Runing time for six partitioning methods (hclust, kmeans, pam, mclust, skmeans and NMF) on 206 GDS datasets and 223 recount2 datasets is visualized in Figure S8.1. Note cola analysis on each dataset was done with four CPU cores.

Figure S8.1. Running time of six partitioning methods on GDS and recount2 datasets. Y-axis is in log10 scale.

Figure S8.1. Running time of six partitioning methods on GDS and recount2 datasets. Y-axis is in log10 scale.

We also compared the running time for the consensus partitioning generated from sampling on matrix rows and columns. Figure S8.2 shows the results generated from TCGA GBM dataset. We set number of random samplings to 25, 50, 100 and 200 for both row sampling and column sampling. For each set of parameters (i.e. number of random samplings and which dimension on the matrix to apply), cola was run for 100 times to obtain the variability of running time. Figure S8.2A illustrates the running time for all six partitioning methods and Figure S8.2B illustrates the mean ratio of running time between column sampling and row sampling.

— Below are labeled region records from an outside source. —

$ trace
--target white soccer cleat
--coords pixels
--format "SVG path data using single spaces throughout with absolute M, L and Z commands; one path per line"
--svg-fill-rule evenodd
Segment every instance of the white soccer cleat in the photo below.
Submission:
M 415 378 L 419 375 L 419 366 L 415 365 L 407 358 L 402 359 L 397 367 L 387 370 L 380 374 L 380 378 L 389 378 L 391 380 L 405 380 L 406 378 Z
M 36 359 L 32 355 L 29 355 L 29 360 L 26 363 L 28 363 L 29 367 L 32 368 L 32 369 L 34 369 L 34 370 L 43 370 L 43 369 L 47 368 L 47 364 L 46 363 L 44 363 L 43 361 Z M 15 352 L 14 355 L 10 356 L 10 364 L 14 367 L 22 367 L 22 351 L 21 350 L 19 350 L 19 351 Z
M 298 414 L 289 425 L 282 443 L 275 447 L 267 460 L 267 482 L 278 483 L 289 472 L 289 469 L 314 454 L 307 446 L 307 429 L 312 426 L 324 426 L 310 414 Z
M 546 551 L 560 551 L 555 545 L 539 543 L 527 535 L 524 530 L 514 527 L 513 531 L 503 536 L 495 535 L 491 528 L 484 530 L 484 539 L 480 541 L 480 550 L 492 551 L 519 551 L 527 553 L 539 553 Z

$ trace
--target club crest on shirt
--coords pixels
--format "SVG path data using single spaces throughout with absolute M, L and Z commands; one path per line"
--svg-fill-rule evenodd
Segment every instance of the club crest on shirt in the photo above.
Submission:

For TCGA GBM dataset, column sampling runs on average 1.45 times longer than row sampling.

Figure S8.2. Running time of consensus partitioning generated by matrix row sampling and column sampling, on TCGA GBM dataset.

Figure S8.2. Running time of consensus partitioning generated by matrix row sampling and column sampling, on TCGA GBM dataset.

Similar result on HSMM single-cell dataset is demonstrated in Figure S8.3. The average difference for column sampling against row sampling is 1.65 fold.

Figure S8.3. Running time of consensus partitioning generated by matrix row sampling and column sampling, on HSMM single-cell dataset.

Figure S8.3. Running time of consensus partitioning generated by matrix row sampling and column sampling, on HSMM single-cell dataset.